I sighed, fingers tightening briefly on the wheel before relaxing again. "Cuba feels like a bad idea."

He didn't respond immediately. When he did, his voice was calm. Too calm. "Most important things do."

I glanced at him. "You always say things like that, like you've already seen the ending."

A corner of his mouth lifted. "Maybe I've just seen enough beginnings."

The airport hit me like a wall.

Too loud. Too bright. Too many heartbeats, overlapping and chaotic, each one distinct if I focused too hard. The hunger stirred faintly at the edges of my awareness, irritated by proximity, by abundance. It wasn't violent. Not yet. More like a reminder.

I shoved it down, hard.

Not now.

Lexi texted again while we waited, my phone vibrating against my palm.

LEXI: You better not disappear on me.

LEXI: People are asking questions.

My brow furrowed. "What people?"

Robert leaned closer to read, his shoulder brushing mine. His jaw tightened just slightly—enough that I noticed, enough that it mattered.

"That's new," he muttered.

"Lexi exaggerates," I said, though my confidence wavered.

"Sometimes," he agreed. "Sometimes she doesn't."
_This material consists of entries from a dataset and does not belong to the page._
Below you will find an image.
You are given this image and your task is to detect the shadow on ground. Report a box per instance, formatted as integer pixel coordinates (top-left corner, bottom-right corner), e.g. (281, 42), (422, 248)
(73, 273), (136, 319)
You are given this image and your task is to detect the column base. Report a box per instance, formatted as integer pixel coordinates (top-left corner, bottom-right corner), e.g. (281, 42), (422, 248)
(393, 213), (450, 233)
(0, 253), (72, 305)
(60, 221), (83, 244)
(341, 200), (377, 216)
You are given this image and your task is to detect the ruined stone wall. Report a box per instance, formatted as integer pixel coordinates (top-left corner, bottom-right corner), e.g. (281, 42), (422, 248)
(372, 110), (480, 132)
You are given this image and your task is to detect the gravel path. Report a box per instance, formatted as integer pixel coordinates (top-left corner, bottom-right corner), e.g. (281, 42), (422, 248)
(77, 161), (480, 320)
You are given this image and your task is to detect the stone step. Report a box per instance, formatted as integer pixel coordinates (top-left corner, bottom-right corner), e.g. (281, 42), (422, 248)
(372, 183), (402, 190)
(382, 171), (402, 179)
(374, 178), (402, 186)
The announcement for our flight echoed through the terminal, metallic and final. Cuba felt closer now. Too close. Like stepping onto a chessboard when you didn't know which piece you were—or who was already planning your next move.

As we boarded, that sensation returned.

Not hunger.

Not fear.

Recognition.

It pressed beneath my skin, quiet but insistent, like something inside me had stirred awake and was stretching after a very long sleep.

I didn't know why they wanted me dead.

I didn't know what I was becoming.

But I knew this—

Whatever I was running toward in Cuba…

It had been waiting for me long before I ever knew its name.